Referencing invalid memory locations with C++ Iterators

Question

I am a big fan of GCC, but recently I noticed a vague anomaly. Using __gnu_cxx::__normal_iterator (ie, the most common iterator type used in libstdc++, the C++ STL) it is possible to refer to an arbitrary memory location and even change its value without causing an exception! Is this expected behavior? If so, isn't a security loophole?

Here's an example:

#include <iostream>
using namespace std;

int main() {
        basic_string<char> str("Hello world!");
        basic_string<char>::iterator iter = str.end();



        iter += str.capacity() + 99999;
        *iter = 'x';

        cout << "Value: " << *iter << endl;
}

Answer 1

C++ generally has a philosophy of not making you pay for what you don't use. It is up to you to validate that you're using iterators properly. For a random-access iterator, you can always test it:

if (iter < str.begin() || iter >= str.end())
    throw something;

Answer 2

Dereferencing an iterator beyond the end of the container from which it was obtained is undefined behavior, and doing nothing is just a possibility there.

Note that this is a question of compromise, it is nice having iterators check for validity for development, but that adds extra operations to the code. In MSVS iterators are by default checked (they will verify that they are valid and fail hard when they are used in a wrong way=. But that also has an impact in runtime performance.

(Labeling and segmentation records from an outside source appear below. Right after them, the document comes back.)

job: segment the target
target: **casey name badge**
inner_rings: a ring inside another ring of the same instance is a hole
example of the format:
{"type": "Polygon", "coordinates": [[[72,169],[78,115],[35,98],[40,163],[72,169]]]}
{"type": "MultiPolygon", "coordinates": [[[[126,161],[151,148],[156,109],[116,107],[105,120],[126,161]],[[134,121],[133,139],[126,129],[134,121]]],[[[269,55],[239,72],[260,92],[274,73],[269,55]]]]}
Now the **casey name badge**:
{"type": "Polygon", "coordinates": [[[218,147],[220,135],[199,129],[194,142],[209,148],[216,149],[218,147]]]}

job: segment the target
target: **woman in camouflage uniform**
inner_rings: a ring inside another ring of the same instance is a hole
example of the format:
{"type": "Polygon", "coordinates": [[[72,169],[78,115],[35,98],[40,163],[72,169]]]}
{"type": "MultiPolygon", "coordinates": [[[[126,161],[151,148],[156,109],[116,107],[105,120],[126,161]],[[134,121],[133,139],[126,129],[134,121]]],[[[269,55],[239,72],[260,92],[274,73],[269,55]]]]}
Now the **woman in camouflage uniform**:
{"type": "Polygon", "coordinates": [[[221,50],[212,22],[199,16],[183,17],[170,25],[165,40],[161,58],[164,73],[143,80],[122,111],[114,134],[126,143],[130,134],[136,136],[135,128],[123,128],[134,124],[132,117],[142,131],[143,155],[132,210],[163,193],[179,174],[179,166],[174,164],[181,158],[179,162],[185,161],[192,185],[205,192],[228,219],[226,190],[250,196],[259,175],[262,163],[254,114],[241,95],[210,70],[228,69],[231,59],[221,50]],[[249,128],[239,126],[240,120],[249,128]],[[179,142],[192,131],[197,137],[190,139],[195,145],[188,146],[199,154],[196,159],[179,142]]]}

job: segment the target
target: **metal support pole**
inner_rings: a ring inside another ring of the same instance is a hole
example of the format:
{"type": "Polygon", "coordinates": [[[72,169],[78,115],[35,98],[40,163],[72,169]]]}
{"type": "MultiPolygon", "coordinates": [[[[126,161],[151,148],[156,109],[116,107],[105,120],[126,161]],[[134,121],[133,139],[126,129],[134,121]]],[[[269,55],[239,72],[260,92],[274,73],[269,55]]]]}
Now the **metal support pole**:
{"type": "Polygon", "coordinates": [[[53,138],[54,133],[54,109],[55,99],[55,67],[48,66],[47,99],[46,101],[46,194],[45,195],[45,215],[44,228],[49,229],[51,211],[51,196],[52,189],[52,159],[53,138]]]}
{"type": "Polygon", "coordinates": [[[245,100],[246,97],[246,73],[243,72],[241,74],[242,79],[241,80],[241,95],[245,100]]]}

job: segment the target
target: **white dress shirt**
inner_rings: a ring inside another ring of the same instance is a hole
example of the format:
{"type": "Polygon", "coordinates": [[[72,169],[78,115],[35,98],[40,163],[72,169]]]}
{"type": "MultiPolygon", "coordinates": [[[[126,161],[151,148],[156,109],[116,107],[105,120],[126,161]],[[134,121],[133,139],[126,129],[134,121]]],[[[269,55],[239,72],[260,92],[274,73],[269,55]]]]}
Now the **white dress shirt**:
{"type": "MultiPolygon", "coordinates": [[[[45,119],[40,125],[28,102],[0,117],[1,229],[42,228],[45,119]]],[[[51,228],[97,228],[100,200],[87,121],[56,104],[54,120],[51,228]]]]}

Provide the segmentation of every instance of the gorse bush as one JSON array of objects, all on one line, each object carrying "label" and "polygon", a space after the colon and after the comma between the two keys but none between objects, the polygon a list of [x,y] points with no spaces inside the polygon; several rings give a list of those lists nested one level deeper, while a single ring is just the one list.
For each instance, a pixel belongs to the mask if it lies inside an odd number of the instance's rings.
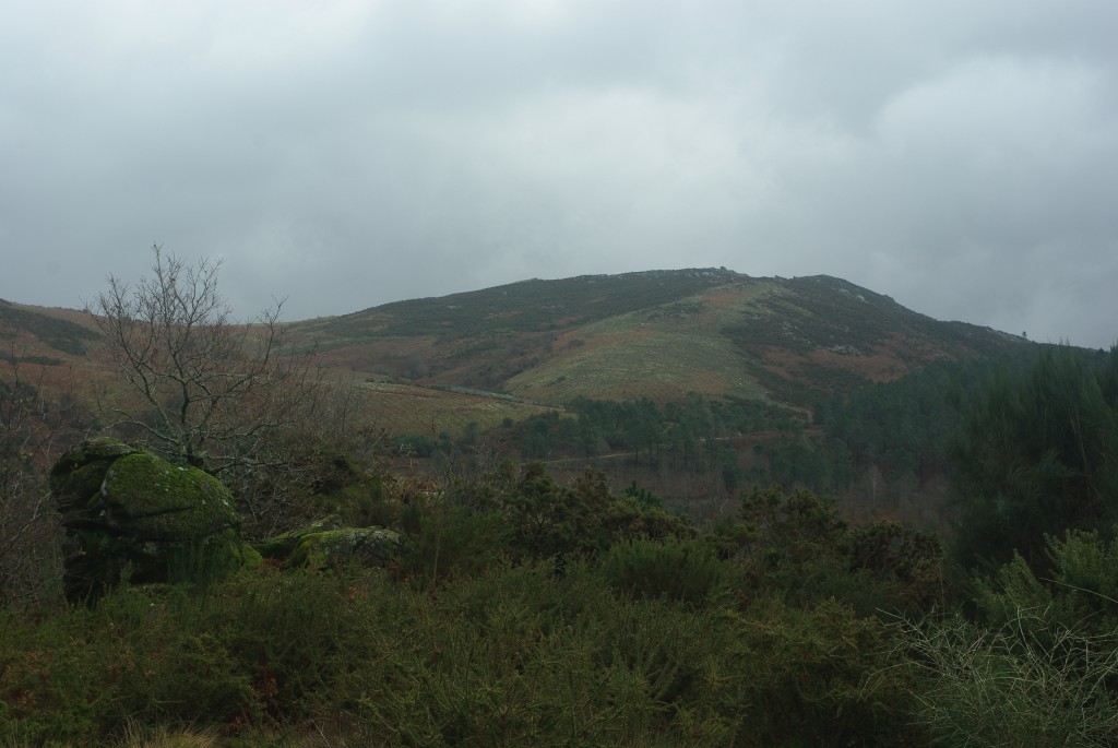
[{"label": "gorse bush", "polygon": [[1045,628],[1027,613],[999,628],[961,618],[902,624],[925,670],[919,721],[948,746],[1112,746],[1118,635]]},{"label": "gorse bush", "polygon": [[[625,545],[655,557],[656,542]],[[690,542],[669,540],[661,560]],[[685,558],[717,589],[711,565],[727,561],[699,546]],[[618,587],[605,568],[494,559],[430,585],[388,569],[265,565],[205,597],[124,587],[41,625],[9,615],[0,740],[117,745],[130,720],[210,726],[246,745],[269,726],[312,722],[339,742],[399,746],[907,735],[891,682],[859,687],[888,648],[875,621],[839,604],[755,613],[708,594],[700,606],[674,583],[666,594]],[[850,717],[836,730],[839,714]]]},{"label": "gorse bush", "polygon": [[601,559],[609,585],[637,598],[663,597],[692,607],[712,598],[729,565],[700,540],[636,538],[614,543]]}]

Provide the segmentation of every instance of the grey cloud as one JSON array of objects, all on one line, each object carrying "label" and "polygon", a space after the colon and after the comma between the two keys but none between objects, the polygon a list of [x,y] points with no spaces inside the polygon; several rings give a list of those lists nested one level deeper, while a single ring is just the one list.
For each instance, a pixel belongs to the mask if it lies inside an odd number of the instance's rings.
[{"label": "grey cloud", "polygon": [[1092,0],[7,8],[0,296],[76,305],[153,240],[292,318],[726,265],[1108,345],[1116,27]]}]

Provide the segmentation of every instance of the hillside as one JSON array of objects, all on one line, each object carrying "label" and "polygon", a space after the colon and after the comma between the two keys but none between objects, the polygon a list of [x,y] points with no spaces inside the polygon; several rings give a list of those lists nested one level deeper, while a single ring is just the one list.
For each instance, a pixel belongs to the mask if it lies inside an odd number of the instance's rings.
[{"label": "hillside", "polygon": [[1025,345],[828,276],[726,269],[524,281],[294,325],[330,366],[533,401],[689,391],[803,407],[923,363]]},{"label": "hillside", "polygon": [[[80,312],[0,302],[3,357],[41,364],[47,379],[88,366],[96,338]],[[531,280],[396,302],[295,322],[291,341],[368,381],[383,400],[385,425],[408,430],[440,404],[455,423],[470,418],[486,391],[502,398],[479,423],[579,396],[663,403],[700,392],[806,408],[931,361],[1029,345],[932,320],[840,278],[710,268]],[[477,390],[473,405],[447,388]],[[413,413],[419,401],[421,416]]]}]

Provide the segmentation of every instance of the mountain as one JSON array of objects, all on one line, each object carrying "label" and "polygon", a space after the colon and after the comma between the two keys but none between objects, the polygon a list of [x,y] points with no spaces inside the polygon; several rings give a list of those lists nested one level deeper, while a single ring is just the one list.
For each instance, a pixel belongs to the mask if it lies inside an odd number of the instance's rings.
[{"label": "mountain", "polygon": [[[82,312],[0,301],[0,357],[44,364],[46,380],[92,366],[96,340]],[[667,401],[693,391],[804,409],[931,361],[1032,344],[841,278],[724,268],[523,281],[295,322],[290,340],[366,380],[398,415],[392,424],[415,428],[415,414],[426,429],[444,406],[484,425],[579,396]]]},{"label": "mountain", "polygon": [[329,366],[559,404],[689,391],[804,407],[927,362],[1027,345],[841,278],[723,268],[531,280],[293,325]]}]

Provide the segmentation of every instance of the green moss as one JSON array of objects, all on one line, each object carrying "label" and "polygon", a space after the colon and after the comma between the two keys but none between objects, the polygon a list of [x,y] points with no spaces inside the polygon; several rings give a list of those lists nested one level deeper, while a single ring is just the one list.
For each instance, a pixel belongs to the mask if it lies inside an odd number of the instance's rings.
[{"label": "green moss", "polygon": [[145,452],[113,463],[102,496],[107,523],[143,540],[193,540],[237,526],[233,498],[220,481]]},{"label": "green moss", "polygon": [[64,454],[50,468],[50,490],[59,511],[84,506],[101,490],[108,465],[139,449],[106,436],[92,438]]},{"label": "green moss", "polygon": [[382,528],[345,528],[303,536],[287,566],[329,568],[343,564],[380,566],[399,548],[399,536]]}]

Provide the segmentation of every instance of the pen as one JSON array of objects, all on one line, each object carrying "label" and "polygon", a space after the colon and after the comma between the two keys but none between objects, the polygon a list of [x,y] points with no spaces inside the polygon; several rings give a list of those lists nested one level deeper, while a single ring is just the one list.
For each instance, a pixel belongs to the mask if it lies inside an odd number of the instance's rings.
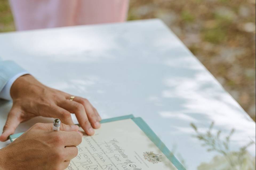
[{"label": "pen", "polygon": [[59,119],[55,119],[53,121],[53,130],[59,131],[59,126],[61,125],[61,121]]}]

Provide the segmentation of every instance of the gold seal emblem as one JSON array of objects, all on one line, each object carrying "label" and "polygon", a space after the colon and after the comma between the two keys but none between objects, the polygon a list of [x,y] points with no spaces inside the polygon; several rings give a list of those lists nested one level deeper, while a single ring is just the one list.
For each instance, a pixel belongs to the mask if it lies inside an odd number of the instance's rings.
[{"label": "gold seal emblem", "polygon": [[143,156],[145,159],[153,164],[157,163],[162,162],[160,160],[162,157],[162,155],[154,154],[153,152],[143,152]]}]

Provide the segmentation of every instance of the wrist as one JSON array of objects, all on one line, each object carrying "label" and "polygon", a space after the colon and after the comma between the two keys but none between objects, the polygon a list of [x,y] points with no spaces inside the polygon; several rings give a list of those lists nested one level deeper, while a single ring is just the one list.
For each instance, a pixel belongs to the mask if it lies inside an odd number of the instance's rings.
[{"label": "wrist", "polygon": [[6,161],[6,152],[5,148],[0,149],[0,169],[7,170],[6,166],[7,163]]},{"label": "wrist", "polygon": [[26,94],[26,90],[33,85],[38,87],[44,86],[30,74],[25,74],[18,77],[13,84],[10,90],[10,94],[13,100]]}]

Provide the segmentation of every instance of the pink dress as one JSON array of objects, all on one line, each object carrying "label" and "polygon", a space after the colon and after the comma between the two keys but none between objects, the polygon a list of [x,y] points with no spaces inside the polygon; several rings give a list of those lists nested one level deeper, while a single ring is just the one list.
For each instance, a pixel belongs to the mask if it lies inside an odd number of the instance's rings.
[{"label": "pink dress", "polygon": [[9,0],[16,29],[125,21],[129,0]]}]

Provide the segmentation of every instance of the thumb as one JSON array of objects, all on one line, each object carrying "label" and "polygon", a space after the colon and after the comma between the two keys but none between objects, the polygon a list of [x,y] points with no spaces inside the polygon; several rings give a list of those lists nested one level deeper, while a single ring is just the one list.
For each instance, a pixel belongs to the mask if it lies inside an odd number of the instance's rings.
[{"label": "thumb", "polygon": [[3,127],[3,133],[0,136],[0,141],[5,141],[8,139],[9,135],[14,133],[15,129],[20,123],[18,115],[20,115],[21,112],[19,109],[13,107],[11,109]]}]

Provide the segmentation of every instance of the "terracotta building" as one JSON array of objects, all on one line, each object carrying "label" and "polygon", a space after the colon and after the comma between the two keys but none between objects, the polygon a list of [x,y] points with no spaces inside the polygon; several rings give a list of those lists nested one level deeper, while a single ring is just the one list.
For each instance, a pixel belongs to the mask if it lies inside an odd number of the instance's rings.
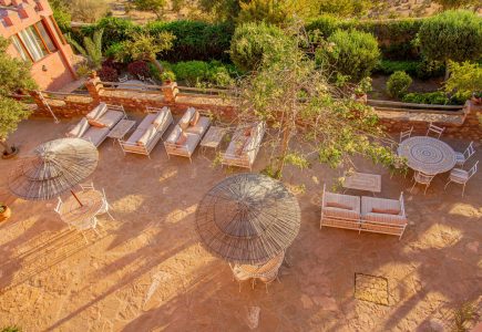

The solution that Dinkumware (STL inside VS) provides (checked by default, can be unchecked through compiler options) is in fact a good choice, the user selects whether he wants slow safe iterators or fast unsafe versions of it. But from the point of view of the language, both are valid.

Answer 3

You got lucky. Or unlucky. Using your exact example, I segfaulted.

$ ./a.exe
  11754 [main] a 4992 _cygtls::handle_exceptions: Error while dumping state (probably corrupted stack)
Segmentation fault (core dumped)

Undefined behavior can mean different things on different compiles, platforms, days. Perhaps when you ran it, the address created by all that adding ended up in some other valid memory space, just by chance. Maybe you incremented from the stack to the heap for example.

Answer 4

No, this is not a problem. Keep in mind that typical iterator usage is:

for ( type::const_iterator it = obj.begin(); it != obj.end(); ++it ){
    // Refer to element using (*it)
}

Proper iterator usage requires one to check against the end() iterator. With random access iterators such as the one you are using, you can also use < and > with the iterators against end(). C and C++ don't typically do bounds checking as in Java, and it is your place to ensure that you do so.